After a great survey on this subject, the experts have termed it as an erroneous method of driving an automatic vehicle. Actually, this judgment was reached based on the following two reasons:

1. Severe Damage to Car Parts

People who usually use left foot for brake and right foot for accelerator seem to have damaged their automatic cars badly. This is because, when using both the feet, sometimes the driver steps on both the pedal simultaneously. As a result, more strain is put on transmission fluid, brake, and torque converter. Obviously, this would reduce the efficiency of car parts and its essential controls.

Thus, people are not taught to drive using two feet for vehicle’s durability.

2. Causes More Vehicle Crashes

Another issue is the fact that while driving if your foot settles on the brake a little, this may confuse the rider behind you. And, probably, your car would be hit from behind.

Besides this, in panic/emergency situation, if both the feet go down on the pedal at once, either this may cause a collision with another vehicle or, the vehicle would immediately come to halt!

Less crashes due to automatic vehicle driving technique
Uses of automatic vehicle driving technique. Photo: Chris Clor Creative/Getty Images

Therefore, if you want to avoid accidents or any other severe damage to your vehicle, it’s advised to follow the experts’ automatic vehicle driving technique.

  1. Kelvin says

    A Very nice tip i can remember at one time I failed a job interview while i was given an automatic car to drive

  2. Mwachia says

    I disagree on neutral gear. Do not use this gear on traffic lights or intersection u may end up damaging gear box. N- When being towed.
    Put overdrive off when u want to overtake or branching from a feeder road to main road, then switch the button on

  3. Cautious Driver says

    Your description of the gears 1 and 2 are flawed, and can cause a driver to potentially shift incorrectly and even potentially lead to damage, early failure or improper driving procedures.

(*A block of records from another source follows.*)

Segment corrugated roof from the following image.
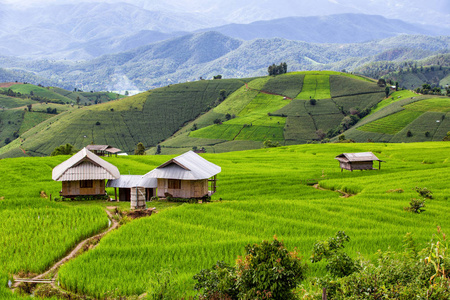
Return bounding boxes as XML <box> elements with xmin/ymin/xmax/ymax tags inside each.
<box><xmin>143</xmin><ymin>151</ymin><xmax>221</xmax><ymax>180</ymax></box>
<box><xmin>52</xmin><ymin>148</ymin><xmax>120</xmax><ymax>181</ymax></box>
<box><xmin>107</xmin><ymin>175</ymin><xmax>157</xmax><ymax>188</ymax></box>
<box><xmin>86</xmin><ymin>145</ymin><xmax>109</xmax><ymax>151</ymax></box>
<box><xmin>335</xmin><ymin>152</ymin><xmax>381</xmax><ymax>162</ymax></box>
<box><xmin>86</xmin><ymin>145</ymin><xmax>122</xmax><ymax>153</ymax></box>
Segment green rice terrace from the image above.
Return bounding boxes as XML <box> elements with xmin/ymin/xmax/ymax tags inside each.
<box><xmin>1</xmin><ymin>142</ymin><xmax>449</xmax><ymax>299</ymax></box>
<box><xmin>2</xmin><ymin>71</ymin><xmax>449</xmax><ymax>158</ymax></box>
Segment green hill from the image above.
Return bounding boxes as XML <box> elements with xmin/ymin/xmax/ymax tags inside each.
<box><xmin>342</xmin><ymin>90</ymin><xmax>450</xmax><ymax>143</ymax></box>
<box><xmin>1</xmin><ymin>72</ymin><xmax>449</xmax><ymax>158</ymax></box>
<box><xmin>0</xmin><ymin>79</ymin><xmax>247</xmax><ymax>158</ymax></box>
<box><xmin>156</xmin><ymin>71</ymin><xmax>384</xmax><ymax>154</ymax></box>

    You indicate: “To increase the car’s speed, this is the mandatory gear panel to enter.” This is incorrect!!!!
    First Gear is used for steep climbs, difficult terrain where *low speed* and thus greater torque control (more power to the wheels at low speed) is needed. Someone attempting to shift to first gear while driving to attain greater speed (as is suggested in your description) WILL cause damage to his transmission.

    “In bad weather conditions or while overtaking a car, your vehicle would need more power. This is the time when you move your car from 1st gear into the 2nd one. (SECOND GEAR)”
    This is also very incorrect!!! While driving normally (in “D”), a car if needed, WILL automatically shift into 2nd gear to provide the additional power. Manually shifting into 2 is only required if there is a specific (and manual) need for additional power and wish to not allow the car to automatically shift to a higher hear – thus locking it in 2nd gear. This is also not commonly used for regular or highway driving. 2nd gear would also serve, as for 1st, for greater control and torque in difficult rough or muddy terrain.

    The point of using N at intersections and traffic lights has already been addressed (don’t do it, this is why you already have an automatic transmission) by another commentor.

    1. Gerry George says

      I agree with the rebuttals put forward to address the incorrect points (Neutral, 1st and 2nd gear usage).

      This is actually not the first time I have noted many incorrect claims made by this writer (Matsumoto Naoki) in his blogs about operating a car. I think there needs to be better oversight and review by the publisher (Car of Japan) over those articles before publication to avoid giving incorrect information to readers.

  4. Kenny says

    I’m one of the both legs user, it wouldn’t be any damage or accident as long as you can control both legs on auto cars. My experience in both legs are superb, I brakes and accelerates quicker while others have to move up and change from right to left pedal. Thus, that could possibly save you from accident by saving millisecond. Plus, I do not have ABS in my saga blm.